Alert Production — Operational Quick Reference

Overview

Service Group: Alert Production
Service Tier: Real Time — failures during observing directly block alert delivery
Operating Hours: Nightly observing windows (Chilean night)
Primary vCluster: usdf-prompt-processing (prod) / usdf-prompt-processing-dev (dev)
Primary Slack Channel: #lsstcam-prompt-processing
Phalanx ArgoCD: https://phalanx.lsst.io/applications/prompt.html

Pod-Internal Processing Phases

Each KEDA Scaled Job Pod executes these phases in sequence per visit-detector.

Note

The boundaries between phases are not perfectly sequential.
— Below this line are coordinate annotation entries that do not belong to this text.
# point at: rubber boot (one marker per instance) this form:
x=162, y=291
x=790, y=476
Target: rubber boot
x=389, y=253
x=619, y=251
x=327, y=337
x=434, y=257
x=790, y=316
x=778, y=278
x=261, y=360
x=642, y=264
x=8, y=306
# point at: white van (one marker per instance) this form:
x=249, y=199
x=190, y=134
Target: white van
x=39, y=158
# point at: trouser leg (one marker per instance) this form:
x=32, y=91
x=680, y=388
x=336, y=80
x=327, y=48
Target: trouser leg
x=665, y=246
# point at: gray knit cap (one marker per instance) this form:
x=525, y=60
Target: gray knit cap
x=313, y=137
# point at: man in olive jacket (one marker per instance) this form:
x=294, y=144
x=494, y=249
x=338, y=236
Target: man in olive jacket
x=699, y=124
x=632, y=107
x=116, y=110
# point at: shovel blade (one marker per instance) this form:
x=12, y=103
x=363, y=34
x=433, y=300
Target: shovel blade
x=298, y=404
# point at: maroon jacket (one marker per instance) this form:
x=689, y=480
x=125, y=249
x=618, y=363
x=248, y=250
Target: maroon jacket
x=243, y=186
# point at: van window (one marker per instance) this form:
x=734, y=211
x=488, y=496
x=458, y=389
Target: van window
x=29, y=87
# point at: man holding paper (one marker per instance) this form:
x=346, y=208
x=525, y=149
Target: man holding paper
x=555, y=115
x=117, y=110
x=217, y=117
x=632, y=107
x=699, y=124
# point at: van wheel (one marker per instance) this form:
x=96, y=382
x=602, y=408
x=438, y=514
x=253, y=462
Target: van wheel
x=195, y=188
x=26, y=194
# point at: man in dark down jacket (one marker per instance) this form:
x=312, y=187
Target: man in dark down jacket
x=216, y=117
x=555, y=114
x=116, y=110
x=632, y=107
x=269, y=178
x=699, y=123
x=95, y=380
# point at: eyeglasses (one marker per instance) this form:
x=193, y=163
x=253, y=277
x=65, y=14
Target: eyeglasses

In particular: alert packets are sent to Alert Distribution during the pipeline phase (before export), and Sasquatch metrics dispatch happens after export. The table below does not necessarily reflect the actual ordering but is a good approximation.

#

Phase

What Happens

Reads From

Writes To

1

Scaled Job Start

Pod starts, consumes a fanned-out event from Redis Stream instrument:lsstcam with lsstcam_consumer_group.

Prompt Redis

(nothing)

2

Preload

Loads a local Butler from a read-only replica of Embargo Butler. Reads calibration data from embargo storage (Ceph) and templates from Weka (/sdf/data/rubin/templates/). Queries APDB for pre-existing detections in the visit-detector region. After preload completes, queries the Presence microservice for image URLs and listens for objectCreated events from S3 File Notifications Kafka to confirm raw image arrival.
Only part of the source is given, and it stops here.